Hong Xiang Ng

I hold a BSc (Hons) with a double major in Life Sciences and Public Health from the National University of Singapore (NUS) in 2024, where I completed an honours thesis in antiviral therapeutics under Prof. Justin Chu. My work focused on screening antivirals against Enterovirus D68 (EV-D68), involving the establishment of a high-throughput drug screening platform and molecular assays to elucidate the mechanisms of action of selected hits. Through this work, I identified a compound, previously approved for other clinical indications, that targets the viral translational machinery to exert its inhibitory effect. More importantly, the compound also demonstrated antiviral effect against other enteroviruses, highlighting its potential as a broad-spectrum antiviral. This discovery and my thesis subsequently earned me the Singapore Society for Microbiology and Biotechnology Medal and Prize.

Following my undergraduate studies, I was awarded the Agency for Science, Technology and Research (A*STAR) National Science Scholarship (PhD) [NSS (PhD)] and spent a year working at the A*STAR Infectious Diseases Labs (IDL). In Dr Guillaume Carissimo’s group, I worked on the development of a cell-based reporter system for influenza A and B as well as SARS-CoV-2. Using reverse genetics and the principles of viral replication biology, we established a dual-reporter platform that was subsequently used in antiviral screening assays. In collaboration with the A*STAR Genome Institute of Singapore and NUS, we conducted screens to identify Cas13-gRNA that could abrogate influenza A infection. In parallel, close collaborations within A*STAR IDL also led to the work investigating the antiviral effects of cyclic peptides designed to disrupt critical host-virus protein interactions essential for viral replication.

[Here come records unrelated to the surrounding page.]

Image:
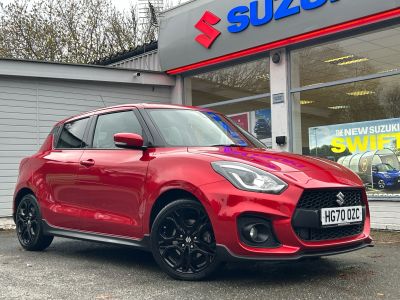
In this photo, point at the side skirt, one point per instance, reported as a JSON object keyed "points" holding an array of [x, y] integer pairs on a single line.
{"points": [[143, 244]]}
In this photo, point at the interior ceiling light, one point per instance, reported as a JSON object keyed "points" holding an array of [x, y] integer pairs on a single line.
{"points": [[306, 102], [339, 59], [360, 93], [354, 61], [339, 107]]}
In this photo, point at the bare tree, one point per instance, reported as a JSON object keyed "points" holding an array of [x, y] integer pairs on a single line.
{"points": [[76, 31]]}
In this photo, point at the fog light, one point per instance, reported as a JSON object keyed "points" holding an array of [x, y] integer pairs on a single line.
{"points": [[253, 233], [257, 233]]}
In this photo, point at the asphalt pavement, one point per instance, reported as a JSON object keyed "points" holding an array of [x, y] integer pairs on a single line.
{"points": [[72, 269]]}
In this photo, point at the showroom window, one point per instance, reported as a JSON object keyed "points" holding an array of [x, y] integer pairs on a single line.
{"points": [[346, 106], [241, 92]]}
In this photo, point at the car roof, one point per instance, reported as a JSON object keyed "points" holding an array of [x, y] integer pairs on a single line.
{"points": [[130, 106]]}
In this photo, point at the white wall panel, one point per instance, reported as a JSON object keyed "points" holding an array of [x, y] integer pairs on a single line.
{"points": [[29, 108]]}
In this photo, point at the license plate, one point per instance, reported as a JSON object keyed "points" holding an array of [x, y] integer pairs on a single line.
{"points": [[341, 215]]}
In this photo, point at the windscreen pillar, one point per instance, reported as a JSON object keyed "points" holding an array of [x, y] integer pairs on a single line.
{"points": [[177, 94]]}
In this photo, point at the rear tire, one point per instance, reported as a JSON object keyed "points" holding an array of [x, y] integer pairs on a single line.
{"points": [[29, 225], [183, 242]]}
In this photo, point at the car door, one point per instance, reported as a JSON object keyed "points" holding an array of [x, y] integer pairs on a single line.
{"points": [[111, 180], [61, 173]]}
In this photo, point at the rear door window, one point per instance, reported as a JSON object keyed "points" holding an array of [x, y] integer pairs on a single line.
{"points": [[72, 135]]}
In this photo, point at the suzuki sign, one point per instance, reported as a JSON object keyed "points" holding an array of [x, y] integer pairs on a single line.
{"points": [[204, 32], [241, 17]]}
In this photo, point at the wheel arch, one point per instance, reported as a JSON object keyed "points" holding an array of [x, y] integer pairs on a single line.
{"points": [[18, 197], [168, 197]]}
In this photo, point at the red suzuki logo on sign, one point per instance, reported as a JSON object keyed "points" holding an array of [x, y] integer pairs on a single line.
{"points": [[205, 25]]}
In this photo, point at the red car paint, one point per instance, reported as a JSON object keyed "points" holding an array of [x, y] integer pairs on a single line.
{"points": [[115, 196]]}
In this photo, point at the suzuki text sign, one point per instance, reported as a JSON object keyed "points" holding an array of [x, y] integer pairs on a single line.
{"points": [[205, 29]]}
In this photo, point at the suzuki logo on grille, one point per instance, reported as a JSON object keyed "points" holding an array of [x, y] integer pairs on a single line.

Currently, I have joined Prof Ellie Barnes’ group under the supervision of Dr Gerardo Montalvo as a DPhil student in Clinical Medicine at the University of Oxford, funded by the A*STAR NSS (PhD). My research primarily focuses on vaccinology and virology, where I aim to establish a novel in vivo virus-like particle (VLP) platform that is modular and adaptable across multiple orthoflaviviruses, particularly Yellow Fever virus, Zika virus and West Nile virus. By integrating innovative design strategies into this in vivo VLP platform, I seek to develop a versatile vaccine platform capable of inducing durable and robust humoral and cellular immune responses, thereby contributing to the development of long-lasting and efficacious vaccines. Concurrently, I hope to deepen our understanding of the fundamental immunological mechanisms underlying protective immunity and viral clearance, ultimately informing rational design of next-generation vaccines with improved efficacy, durability and safety.